Additionally, mitochondrial dysfunction in the offspring is a known sequela from maternal immune activation during pregnancy. Mitochondrial issues are a recognized problem in a significant subset of people with ASD. Maternal antibodies produced during an immune challenge also have the potential to attack fetal brain proteins resulting in the neurobehavioral changes seen in ASD.[64-66]
You may have noticed that I have made no mention of specific vaccine ingredients that have garnered so much attention in recent years including aluminum, an adjuvant or immune stimulator found in the Tdap vaccine, or thimerosal, an ethyl-mercury containing compound found in some influenza vaccines. I did so to emphasize that maternal immune activation, even in the absence of known neurotoxins, can be problematic for the neurodevelopment of the fetus.

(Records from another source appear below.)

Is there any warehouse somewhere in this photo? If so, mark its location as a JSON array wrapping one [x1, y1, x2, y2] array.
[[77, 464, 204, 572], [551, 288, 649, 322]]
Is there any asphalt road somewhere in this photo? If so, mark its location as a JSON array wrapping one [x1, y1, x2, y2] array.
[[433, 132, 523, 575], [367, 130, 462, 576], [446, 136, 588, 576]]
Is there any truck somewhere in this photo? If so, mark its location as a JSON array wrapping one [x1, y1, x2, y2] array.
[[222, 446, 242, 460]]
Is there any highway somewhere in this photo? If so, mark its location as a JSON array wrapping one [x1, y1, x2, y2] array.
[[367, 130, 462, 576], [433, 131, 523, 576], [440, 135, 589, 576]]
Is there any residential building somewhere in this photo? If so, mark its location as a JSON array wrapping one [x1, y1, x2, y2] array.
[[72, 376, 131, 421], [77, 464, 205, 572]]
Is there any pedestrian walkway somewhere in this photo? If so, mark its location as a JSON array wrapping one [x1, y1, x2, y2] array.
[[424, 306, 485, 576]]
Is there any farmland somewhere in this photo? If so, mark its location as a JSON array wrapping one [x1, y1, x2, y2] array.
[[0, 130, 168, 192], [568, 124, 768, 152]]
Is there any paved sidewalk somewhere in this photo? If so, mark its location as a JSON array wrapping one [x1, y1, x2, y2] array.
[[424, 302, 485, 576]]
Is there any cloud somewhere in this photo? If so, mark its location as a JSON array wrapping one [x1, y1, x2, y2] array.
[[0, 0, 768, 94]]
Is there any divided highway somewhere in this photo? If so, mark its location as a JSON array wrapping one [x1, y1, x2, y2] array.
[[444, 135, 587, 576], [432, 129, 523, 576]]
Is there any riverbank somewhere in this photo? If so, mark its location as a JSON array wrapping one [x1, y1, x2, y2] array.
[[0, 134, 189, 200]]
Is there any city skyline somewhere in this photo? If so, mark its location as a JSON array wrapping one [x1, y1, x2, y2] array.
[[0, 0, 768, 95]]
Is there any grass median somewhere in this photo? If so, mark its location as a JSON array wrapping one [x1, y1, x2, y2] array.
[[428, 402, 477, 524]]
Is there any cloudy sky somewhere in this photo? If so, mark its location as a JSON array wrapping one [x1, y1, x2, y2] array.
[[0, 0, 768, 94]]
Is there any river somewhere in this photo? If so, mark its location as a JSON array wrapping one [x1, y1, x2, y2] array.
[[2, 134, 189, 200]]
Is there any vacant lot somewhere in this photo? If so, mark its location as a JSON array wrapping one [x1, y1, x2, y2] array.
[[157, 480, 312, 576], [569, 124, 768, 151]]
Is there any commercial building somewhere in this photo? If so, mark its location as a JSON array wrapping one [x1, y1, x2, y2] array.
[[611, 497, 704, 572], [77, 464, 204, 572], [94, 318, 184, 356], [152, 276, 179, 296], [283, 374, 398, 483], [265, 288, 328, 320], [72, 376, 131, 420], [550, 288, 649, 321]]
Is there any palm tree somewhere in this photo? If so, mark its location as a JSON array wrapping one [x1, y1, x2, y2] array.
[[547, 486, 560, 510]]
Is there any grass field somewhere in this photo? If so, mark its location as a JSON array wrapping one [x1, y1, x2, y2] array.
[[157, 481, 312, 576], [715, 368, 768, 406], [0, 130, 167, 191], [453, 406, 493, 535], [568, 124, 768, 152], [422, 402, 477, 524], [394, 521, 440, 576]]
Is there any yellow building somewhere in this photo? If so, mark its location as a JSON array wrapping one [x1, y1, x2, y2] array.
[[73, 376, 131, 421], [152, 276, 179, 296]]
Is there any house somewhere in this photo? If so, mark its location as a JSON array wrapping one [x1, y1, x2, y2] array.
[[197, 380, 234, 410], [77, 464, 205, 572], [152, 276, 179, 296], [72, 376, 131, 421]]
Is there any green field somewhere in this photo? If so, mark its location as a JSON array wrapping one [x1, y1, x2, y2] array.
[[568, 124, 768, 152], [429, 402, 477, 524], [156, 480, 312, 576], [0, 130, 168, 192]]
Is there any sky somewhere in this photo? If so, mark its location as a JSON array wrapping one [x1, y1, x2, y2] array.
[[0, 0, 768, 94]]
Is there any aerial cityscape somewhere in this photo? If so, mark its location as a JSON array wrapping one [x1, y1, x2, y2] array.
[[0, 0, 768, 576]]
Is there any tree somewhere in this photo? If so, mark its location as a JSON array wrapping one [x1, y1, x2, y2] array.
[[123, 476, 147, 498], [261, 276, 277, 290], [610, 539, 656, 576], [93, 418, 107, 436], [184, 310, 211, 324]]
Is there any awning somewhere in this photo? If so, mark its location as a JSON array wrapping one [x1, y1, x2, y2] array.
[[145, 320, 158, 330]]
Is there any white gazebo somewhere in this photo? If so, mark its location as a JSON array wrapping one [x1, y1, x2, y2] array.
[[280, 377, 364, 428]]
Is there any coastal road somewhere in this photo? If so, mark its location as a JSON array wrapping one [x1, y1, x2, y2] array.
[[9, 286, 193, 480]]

If you would like more information on the dangers of thimerosal, I recommend Eric Gladen's new documentary 'Trace Amounts.' Of note, my home state of California passed a law in 2006 banning the administration of flu vaccines containing relatively high levels of thimerosal to pregnant women and young children with a special exemption, that has been granted in 2006, 2009, 2013 and now 2015, based on the following clause:
if the secretary [of Health & Human Services] finds, and the Governor concurs, that...an epidemic or shortage of supply of a vaccine that would prevent children under three years of age and knowingly pregnant women receiving the needed vaccine, making necessary the administration of a vaccine containing more mercury than the maximum level set forth..."
The potential for a maternal immune challenge to create neuroimmunological & neurobehavioral changes in the offspring is dependent on a number of factors including the timing & intensity of the initial immune challenge, the timing & intensity of subsequent immune challenges, concurrent & subsequent exposures to neurotoxins and genetic & epigenetic susceptibilities. Unfortunately, the implementation of universal vaccination during pregnancy fails to consider these factors. In his 2006 article entitled 'Pregnancy, Immunity, Schizophrenia, and Autism,' Dr. Paul Patterson, PhD concludes with this prescient statement:
"And what does vaccination do? It activates the immune system. That's the point of vaccination. In practice, not all pregnant women receive [vaccines], and I think that universal vaccination of pregnant women could get us into a whole new set of problems."